Tuesday, October 20, 2009

Essential #4

Choice 2: Where do we see seduction and lust start to destroy Gawain, our young hero? What is the author trying to tell us?

Honor and nobility define the society in which Gawain lives in. It is evident that Gawain’s actions and choices revolve around such virtues, as we can see when he describes the five knightly virtues by which he lives by: friendship, generosity, courtesy, chastity, and piety. Because Gawain is chivalrous and yearns to uphold these ideals, he takes on the challenge the Green Knight puts forth. After realizing he has been tricked, Gawain remains courageous and is determined to go through with the agreement in order to fulfill his knightly duty. During his journey to the Green Knight’s chapel when staying at the castle, he falls for several temptations failing to uphold his virtues.


Seduction and lust begin to destroy Gawain from when he foolishly accepts the Green Knight's game to when he rejects his chivalric ideals and succumbs to the host’s wife’s allurement.
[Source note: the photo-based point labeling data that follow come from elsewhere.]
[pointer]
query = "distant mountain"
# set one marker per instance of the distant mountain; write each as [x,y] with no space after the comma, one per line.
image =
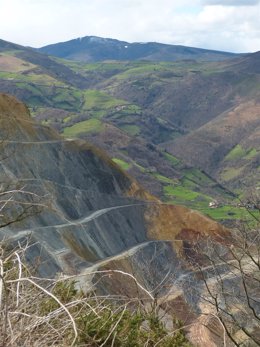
[157,120]
[93,49]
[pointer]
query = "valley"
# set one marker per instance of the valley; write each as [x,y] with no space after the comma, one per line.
[132,179]
[153,118]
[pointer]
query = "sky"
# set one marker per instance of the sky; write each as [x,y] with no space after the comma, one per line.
[227,25]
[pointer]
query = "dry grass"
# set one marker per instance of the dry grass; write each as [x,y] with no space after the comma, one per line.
[51,312]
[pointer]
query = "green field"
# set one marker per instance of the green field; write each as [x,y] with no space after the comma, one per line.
[91,125]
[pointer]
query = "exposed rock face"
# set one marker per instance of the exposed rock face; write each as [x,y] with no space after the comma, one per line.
[97,217]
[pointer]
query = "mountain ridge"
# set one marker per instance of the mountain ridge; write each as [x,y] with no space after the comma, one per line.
[93,48]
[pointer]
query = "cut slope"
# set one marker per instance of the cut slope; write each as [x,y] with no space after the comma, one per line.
[96,209]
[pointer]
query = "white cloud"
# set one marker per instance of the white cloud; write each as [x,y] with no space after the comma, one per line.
[231,2]
[187,22]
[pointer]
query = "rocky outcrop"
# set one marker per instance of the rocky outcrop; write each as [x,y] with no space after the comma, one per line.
[93,216]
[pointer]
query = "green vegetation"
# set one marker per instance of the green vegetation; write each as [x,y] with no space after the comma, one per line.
[132,130]
[226,212]
[173,160]
[124,165]
[95,99]
[180,192]
[91,125]
[162,178]
[230,173]
[68,317]
[238,152]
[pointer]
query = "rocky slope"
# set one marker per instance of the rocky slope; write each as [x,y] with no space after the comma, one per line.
[82,213]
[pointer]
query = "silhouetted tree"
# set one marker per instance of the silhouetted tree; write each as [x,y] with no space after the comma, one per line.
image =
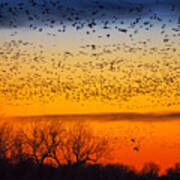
[82,146]
[53,135]
[150,171]
[6,140]
[34,141]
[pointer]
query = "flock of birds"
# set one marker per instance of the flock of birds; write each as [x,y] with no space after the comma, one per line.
[114,72]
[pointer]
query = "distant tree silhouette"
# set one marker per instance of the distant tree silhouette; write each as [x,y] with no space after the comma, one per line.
[53,136]
[6,140]
[82,146]
[34,142]
[150,170]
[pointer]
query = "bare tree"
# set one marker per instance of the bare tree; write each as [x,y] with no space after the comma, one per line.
[44,140]
[81,146]
[34,139]
[150,169]
[53,135]
[5,139]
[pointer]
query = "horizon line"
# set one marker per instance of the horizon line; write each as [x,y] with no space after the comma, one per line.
[110,116]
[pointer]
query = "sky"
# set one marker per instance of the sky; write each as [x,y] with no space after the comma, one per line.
[76,57]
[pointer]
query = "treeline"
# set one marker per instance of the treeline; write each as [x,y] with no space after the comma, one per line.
[50,150]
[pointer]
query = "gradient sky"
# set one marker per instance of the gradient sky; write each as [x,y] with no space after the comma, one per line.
[100,69]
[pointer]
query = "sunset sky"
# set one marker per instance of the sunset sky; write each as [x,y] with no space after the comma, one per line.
[48,70]
[118,57]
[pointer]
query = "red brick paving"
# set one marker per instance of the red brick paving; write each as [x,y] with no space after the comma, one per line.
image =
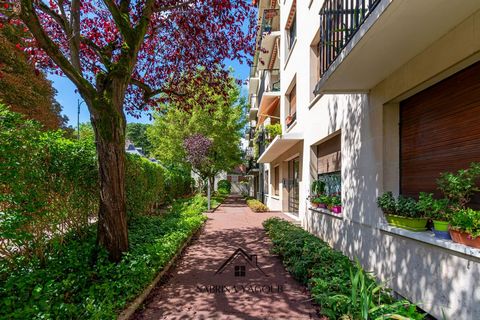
[195,291]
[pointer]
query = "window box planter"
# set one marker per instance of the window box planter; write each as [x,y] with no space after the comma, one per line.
[412,224]
[440,229]
[464,238]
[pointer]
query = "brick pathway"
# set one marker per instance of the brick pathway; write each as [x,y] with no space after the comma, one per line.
[207,285]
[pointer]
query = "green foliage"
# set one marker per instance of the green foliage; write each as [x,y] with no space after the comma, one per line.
[221,121]
[341,289]
[468,221]
[224,186]
[49,186]
[458,187]
[256,205]
[137,134]
[65,285]
[387,203]
[273,130]
[437,209]
[407,207]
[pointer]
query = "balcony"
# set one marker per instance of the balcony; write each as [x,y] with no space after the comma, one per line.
[252,115]
[363,42]
[268,41]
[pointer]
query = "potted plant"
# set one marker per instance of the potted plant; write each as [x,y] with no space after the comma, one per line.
[324,201]
[459,187]
[438,210]
[465,227]
[336,204]
[402,212]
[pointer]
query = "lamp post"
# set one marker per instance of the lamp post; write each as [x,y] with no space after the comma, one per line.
[78,117]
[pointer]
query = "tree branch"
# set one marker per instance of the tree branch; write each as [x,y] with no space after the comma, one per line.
[31,20]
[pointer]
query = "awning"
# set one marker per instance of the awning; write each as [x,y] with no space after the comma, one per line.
[268,105]
[279,145]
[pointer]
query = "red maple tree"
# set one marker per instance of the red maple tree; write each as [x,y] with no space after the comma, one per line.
[128,55]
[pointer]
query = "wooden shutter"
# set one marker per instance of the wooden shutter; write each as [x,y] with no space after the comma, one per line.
[440,131]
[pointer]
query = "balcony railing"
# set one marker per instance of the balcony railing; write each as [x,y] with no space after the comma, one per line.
[270,23]
[339,21]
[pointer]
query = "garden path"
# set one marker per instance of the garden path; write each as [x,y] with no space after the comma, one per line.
[206,284]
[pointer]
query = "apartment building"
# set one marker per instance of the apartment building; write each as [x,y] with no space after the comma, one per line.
[375,96]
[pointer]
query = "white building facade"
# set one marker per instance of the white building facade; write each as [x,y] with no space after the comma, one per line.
[380,96]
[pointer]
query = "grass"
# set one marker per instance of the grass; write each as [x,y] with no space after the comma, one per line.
[66,285]
[341,288]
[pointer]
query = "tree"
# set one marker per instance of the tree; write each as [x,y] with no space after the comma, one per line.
[22,88]
[206,136]
[137,133]
[128,55]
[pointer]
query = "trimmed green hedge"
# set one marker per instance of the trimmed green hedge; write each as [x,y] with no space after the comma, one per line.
[341,288]
[66,285]
[224,186]
[49,186]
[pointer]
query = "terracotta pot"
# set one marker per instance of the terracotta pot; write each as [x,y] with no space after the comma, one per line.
[464,238]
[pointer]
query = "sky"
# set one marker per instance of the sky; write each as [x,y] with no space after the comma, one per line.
[67,97]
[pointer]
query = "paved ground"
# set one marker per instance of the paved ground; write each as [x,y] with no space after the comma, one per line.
[204,284]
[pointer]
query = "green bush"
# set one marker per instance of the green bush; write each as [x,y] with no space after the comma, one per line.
[256,205]
[224,186]
[66,285]
[49,186]
[341,289]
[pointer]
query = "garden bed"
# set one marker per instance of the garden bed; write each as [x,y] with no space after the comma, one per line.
[67,285]
[340,287]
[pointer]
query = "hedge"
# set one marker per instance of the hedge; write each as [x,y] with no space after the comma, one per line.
[67,285]
[341,288]
[49,185]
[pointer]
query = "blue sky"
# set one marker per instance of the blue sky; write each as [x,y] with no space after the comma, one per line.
[67,97]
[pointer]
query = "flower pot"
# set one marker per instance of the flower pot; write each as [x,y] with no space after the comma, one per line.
[412,224]
[465,238]
[337,209]
[440,229]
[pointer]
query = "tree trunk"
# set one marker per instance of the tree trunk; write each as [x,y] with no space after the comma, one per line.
[109,124]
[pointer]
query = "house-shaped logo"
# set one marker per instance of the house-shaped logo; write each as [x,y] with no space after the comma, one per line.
[242,263]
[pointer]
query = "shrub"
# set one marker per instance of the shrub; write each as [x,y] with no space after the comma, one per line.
[49,186]
[343,290]
[468,221]
[224,186]
[256,205]
[66,285]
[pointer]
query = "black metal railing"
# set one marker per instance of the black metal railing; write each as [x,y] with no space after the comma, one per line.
[339,21]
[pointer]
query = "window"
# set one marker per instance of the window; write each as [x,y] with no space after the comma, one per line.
[277,180]
[291,28]
[329,164]
[292,32]
[239,271]
[265,183]
[292,106]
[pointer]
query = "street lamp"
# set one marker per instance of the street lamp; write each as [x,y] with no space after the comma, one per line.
[78,117]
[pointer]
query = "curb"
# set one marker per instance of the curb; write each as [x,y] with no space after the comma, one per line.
[128,312]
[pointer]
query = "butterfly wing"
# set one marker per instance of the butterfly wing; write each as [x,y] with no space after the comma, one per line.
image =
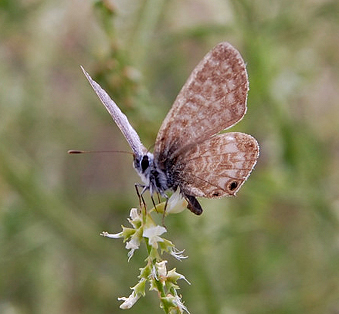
[119,118]
[213,98]
[216,167]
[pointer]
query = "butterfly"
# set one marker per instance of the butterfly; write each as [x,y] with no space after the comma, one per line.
[189,152]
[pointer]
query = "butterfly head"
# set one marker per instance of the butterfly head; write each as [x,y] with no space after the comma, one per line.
[143,164]
[154,179]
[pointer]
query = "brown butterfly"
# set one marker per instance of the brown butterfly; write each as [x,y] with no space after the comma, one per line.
[189,154]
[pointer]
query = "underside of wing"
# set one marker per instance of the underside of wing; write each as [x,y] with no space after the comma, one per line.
[217,167]
[119,118]
[213,99]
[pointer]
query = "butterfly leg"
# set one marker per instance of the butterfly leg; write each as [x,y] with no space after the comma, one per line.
[142,202]
[193,204]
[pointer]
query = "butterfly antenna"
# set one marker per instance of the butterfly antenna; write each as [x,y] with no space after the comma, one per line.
[74,151]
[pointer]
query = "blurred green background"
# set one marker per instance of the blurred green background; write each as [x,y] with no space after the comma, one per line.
[272,249]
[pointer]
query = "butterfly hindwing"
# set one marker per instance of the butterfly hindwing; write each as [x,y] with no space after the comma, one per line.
[216,167]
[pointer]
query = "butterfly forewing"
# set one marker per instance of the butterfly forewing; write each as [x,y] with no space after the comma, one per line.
[213,98]
[218,166]
[120,119]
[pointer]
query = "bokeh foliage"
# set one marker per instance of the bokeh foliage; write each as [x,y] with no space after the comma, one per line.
[272,249]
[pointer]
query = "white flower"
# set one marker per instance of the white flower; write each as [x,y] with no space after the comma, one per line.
[180,304]
[112,235]
[176,203]
[130,301]
[153,234]
[132,245]
[177,254]
[135,219]
[161,267]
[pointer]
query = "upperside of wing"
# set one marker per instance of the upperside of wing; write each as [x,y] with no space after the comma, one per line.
[119,118]
[213,99]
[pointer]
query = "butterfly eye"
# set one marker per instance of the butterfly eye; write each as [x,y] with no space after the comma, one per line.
[144,163]
[233,185]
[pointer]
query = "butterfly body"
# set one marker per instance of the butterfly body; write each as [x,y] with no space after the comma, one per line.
[189,153]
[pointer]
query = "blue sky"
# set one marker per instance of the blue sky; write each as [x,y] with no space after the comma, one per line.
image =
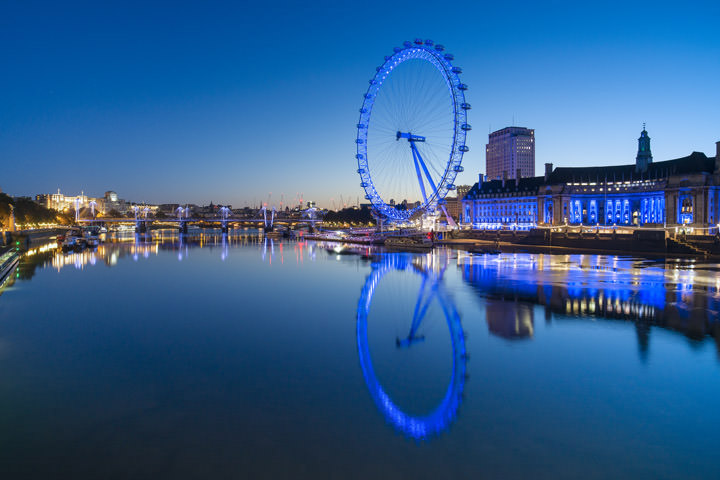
[227,102]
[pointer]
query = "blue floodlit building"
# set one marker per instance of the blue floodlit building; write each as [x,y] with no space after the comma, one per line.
[684,192]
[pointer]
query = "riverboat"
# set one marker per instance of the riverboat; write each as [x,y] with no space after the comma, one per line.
[8,261]
[414,243]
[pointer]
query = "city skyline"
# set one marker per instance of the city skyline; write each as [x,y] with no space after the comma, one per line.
[227,104]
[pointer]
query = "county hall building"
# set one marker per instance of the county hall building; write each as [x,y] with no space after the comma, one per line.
[682,193]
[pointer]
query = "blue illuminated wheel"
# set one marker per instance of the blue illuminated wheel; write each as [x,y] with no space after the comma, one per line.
[412,131]
[439,419]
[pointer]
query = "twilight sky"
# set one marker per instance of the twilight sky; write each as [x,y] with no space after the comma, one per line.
[227,101]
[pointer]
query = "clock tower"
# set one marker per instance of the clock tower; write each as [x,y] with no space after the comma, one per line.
[644,156]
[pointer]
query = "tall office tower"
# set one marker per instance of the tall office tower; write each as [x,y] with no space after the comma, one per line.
[509,151]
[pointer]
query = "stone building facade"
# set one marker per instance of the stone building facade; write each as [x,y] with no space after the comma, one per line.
[681,193]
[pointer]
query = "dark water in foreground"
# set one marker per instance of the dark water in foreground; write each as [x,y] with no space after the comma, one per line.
[245,358]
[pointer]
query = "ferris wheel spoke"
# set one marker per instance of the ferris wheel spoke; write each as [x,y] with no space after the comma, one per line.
[413,92]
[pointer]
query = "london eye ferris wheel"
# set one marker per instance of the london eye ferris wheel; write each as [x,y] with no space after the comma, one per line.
[412,131]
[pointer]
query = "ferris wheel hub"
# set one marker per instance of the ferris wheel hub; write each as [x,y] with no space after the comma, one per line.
[409,136]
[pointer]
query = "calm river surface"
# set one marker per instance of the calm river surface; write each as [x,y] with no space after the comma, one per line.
[215,357]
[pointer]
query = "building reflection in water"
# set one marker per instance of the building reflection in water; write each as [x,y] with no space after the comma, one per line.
[137,247]
[682,296]
[432,289]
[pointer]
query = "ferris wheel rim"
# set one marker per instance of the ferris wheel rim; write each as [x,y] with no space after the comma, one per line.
[433,54]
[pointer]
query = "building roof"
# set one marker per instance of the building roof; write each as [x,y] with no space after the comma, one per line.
[527,184]
[696,162]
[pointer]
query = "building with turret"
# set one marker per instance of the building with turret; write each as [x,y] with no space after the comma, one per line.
[679,193]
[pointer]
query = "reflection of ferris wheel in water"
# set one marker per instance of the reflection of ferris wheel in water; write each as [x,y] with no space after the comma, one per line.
[411,133]
[419,427]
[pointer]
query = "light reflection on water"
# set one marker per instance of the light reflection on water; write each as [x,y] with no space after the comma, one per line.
[283,349]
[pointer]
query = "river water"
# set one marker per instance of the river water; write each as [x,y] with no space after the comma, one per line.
[243,357]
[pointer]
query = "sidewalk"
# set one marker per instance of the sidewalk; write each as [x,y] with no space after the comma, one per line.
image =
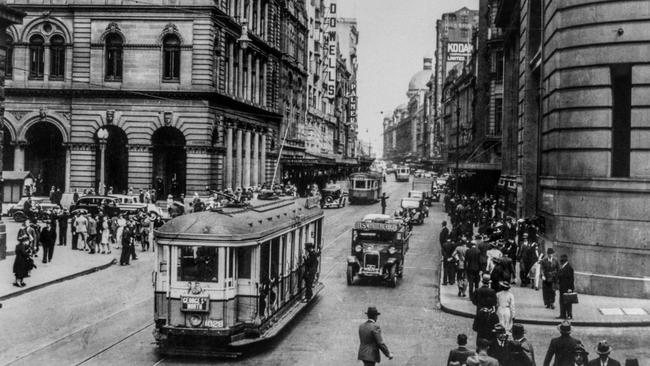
[66,264]
[596,311]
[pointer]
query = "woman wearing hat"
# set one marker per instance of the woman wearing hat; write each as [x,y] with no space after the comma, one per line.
[22,261]
[505,305]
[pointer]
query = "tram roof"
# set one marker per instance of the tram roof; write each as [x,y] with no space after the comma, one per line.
[260,221]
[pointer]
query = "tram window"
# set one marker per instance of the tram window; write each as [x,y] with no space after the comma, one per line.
[244,261]
[198,264]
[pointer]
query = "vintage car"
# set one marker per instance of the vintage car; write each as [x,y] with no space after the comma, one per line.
[416,209]
[379,245]
[41,208]
[333,196]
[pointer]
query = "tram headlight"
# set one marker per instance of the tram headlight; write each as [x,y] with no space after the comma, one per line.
[195,320]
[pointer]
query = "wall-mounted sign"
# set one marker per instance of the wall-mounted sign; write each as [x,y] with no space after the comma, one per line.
[459,51]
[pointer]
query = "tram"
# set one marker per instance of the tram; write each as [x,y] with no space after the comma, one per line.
[225,280]
[364,187]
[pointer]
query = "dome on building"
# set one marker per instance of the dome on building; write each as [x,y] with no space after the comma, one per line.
[421,78]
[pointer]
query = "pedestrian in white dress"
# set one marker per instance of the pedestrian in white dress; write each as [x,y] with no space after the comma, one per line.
[505,306]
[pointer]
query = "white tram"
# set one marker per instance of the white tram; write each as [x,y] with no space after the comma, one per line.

When considering this affair, it leads one to question how Gawain will fulfill the agreement made with the host: “Whatever I win in the woods I will give you at eve, and all you have earned you must offer me” (lines 1106-1107). Gawain is certainly unable to do so. All the tests, games, and agreements included in this poem are the author’s means of shedding light on the importance of applying virtue to personal choice. The author emphasizes the importance of choice; the choice to uphold the virtues embedded into one's character or in a sense, lose everything as a result of discarding these ideals.